For the translation of late stage drug candidates into novel experimental therapeutics, scientists at the center can take advantage of the expertise and infrastructure from our collaborating institutions, including:

  • UCSD for pre-clinical ADME tox studies and clinical trials.
  • City of Hope for GMP/GLP facilities, IND filing, and clinical trials.
  • Riverside Community Hospital (Riverside) for clinical trials.
  • Desert Region Medical Center (Palm Springs) for clinical trials.
  • Cedars-Sinai Medical Center (Los Angeles, CA) for clinical trials.

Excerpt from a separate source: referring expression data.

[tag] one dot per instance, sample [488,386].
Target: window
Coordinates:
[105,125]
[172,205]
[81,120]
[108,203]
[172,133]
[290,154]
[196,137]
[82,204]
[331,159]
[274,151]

In Vitro and In Vivo ADME Tox Studies

Identification of novel potential drug candidates requires careful fine-tuning on the pharmacological properties of lead candidates, not only to ensure potency and selectivity against the given target in vitro and in cellular assays, but also availability of the drug in vivo.

The center collaborates with the UC San Diego Drug Development Pipeline facilities led by Assistant Professor of Clinical Pharmacology Jeremiah Momper that will provide experimental data including: 

  • Metabolic stability (liver microsomes and hepatocytes)
  • CYP Inhibition or induction
  • in vivo pharmacokinetics
  • Metabolite identification
  • Protein binding
  • Drug Permeability
  • Physicochemical profiling
  • Bioanalytical Chemistry

This data will help our scientists to guide the hit-to-lead optimization process and in the selection of more suitable lead compounds for further efficacy studies in animal models.

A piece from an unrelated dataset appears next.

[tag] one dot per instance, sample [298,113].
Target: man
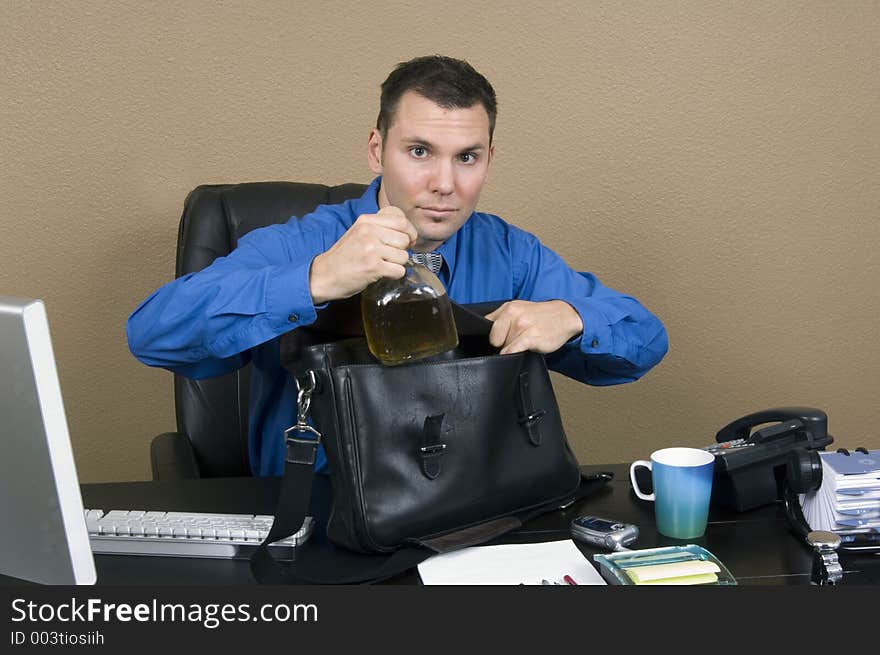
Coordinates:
[431,149]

GMP/GLP Facilities and IND Filing

For these activities, scientists at the Center for Molecular and Translational Medicine can take advantage of the City of Hope and Beckman Research Institute resources, services or expert consultation. In particular, the Chemical GMP Synthesis Facility (CGSF) is a state-of-the-art manufacturing resource for small and large molecule therapeutics for clinical trials. The facility is designed specifically to produce quantities of API on scales suitable for use in preclinical toxicology studies and in phase I and phase II clinical trials. The facility also provides investigators with a regulatory-compliant, cost-effective route towards bringing promising therapeutics to the clinic.